Mumbai Faces Twin Tragedies

Mumbai Faces Twin Tragedies

Mumbai has had a tumultuous month. On 31 August, a building collapsed in the heavily populated district of Bhendi Bazaar; it is suspected that heavy rains contributed to the building’s instability. Many residents were trapped underneath; the collapse killed 33. Disaster struck Mumbai again on September 29, when a mix-up at the Prabhadevi railway station resulted in a stampede that left 23 to 27 dead and almost 40 injured.

Details regarding the cause of the stampede are unknown; however, there is wide speculation that heavy rain showers were the main factors of the frenzy that initiated the stampede. Government officials have gathered in the Mumbai area to investigate further and to give their condolences to the families of the victims.

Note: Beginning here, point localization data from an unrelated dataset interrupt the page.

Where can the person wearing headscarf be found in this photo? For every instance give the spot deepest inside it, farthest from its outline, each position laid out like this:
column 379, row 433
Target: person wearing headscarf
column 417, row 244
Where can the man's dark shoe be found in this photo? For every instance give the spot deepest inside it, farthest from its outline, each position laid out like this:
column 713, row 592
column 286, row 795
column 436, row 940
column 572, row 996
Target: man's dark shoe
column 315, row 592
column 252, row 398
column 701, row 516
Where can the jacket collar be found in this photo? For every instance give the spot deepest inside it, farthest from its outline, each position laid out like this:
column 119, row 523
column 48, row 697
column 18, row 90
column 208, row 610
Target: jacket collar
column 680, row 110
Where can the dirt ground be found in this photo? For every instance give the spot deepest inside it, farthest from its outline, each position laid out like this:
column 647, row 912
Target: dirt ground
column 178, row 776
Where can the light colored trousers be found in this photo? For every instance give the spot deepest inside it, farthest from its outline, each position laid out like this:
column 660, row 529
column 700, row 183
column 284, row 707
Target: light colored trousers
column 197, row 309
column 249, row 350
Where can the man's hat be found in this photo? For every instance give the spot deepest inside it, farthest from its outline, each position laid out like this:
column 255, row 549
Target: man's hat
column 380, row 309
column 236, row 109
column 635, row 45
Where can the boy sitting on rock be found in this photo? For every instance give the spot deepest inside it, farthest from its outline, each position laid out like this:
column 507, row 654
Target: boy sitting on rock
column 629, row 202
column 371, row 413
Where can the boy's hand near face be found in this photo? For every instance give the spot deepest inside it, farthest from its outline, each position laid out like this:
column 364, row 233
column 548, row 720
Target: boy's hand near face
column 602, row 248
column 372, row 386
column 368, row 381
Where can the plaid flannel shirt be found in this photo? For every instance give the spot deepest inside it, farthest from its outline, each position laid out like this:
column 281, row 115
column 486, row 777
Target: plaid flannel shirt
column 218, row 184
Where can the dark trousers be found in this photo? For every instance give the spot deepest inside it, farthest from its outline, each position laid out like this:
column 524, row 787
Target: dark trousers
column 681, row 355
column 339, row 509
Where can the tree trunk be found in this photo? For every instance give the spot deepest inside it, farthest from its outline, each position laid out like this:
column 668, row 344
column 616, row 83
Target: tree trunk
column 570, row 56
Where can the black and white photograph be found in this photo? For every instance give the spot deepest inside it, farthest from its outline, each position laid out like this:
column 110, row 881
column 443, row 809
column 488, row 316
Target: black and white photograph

The Prabhadevi Station in Mumbai, India was mid-rush hour at 10:30am. This railway network, spread across 8000 stations across India, carries upwards of 23 million passengers daily, and, with the constant rain over the past few weeks, the flow of people was disrupted by one person slipping on the staircase. The stampede started on the footbridge located underneath the train station but soon spread to take over a large portion of the platform. Through an immense domino effect, more people starting falling and tripping over each other. People began jumping over the railing of the footbridge to escape the stampede while others remained subject to trampling underfoot. Survivor Brijesh Upadhyay describes the scene as “suffocating” and that “we just wanted to get out of there – and fell on each other.”

The events that occurred in Mumbai illustrate larger problems that is pervasive throughout India: a lack of regulation and proper infrastructure. Although India has a large and partially urban population, there is still a lack of conformity to laws regarding safety. In the last year alone, almost 800 buildings in Mumbai were declared unsafe. As Al-Jazeera’s Divya Gopalan voiced, “landlords often don’t want to pay for what could be extensive repairs, whiles tenants refuse to move out as property prices here are sky-high – some of the most expensive in the world.” Combined with a high number of aging buildings in Mumbai, these factors can often result in tragedies like the one that occurred in Ariswala – tragedies that happen at an alarming frequency.

Furthermore, overpopulation is a pressing issue in India. Because India has a larger population than any country except China, its cities are often overcrowded. For this reason, India’s public transportation system can be overwhelmed, especially in older stations like Prabhadevi, which was built in 1867. There have been calls for the station to be renovated, but they have largely been ignored by Indian railway authorities. Highlighting the extent to which the railway station is inadequate, the footbridge on which the stampede occurred was built before 1900s. While there had calls for it to be widened before the stampede, it is only after the stampede that railway authorities have chosen to pay attention.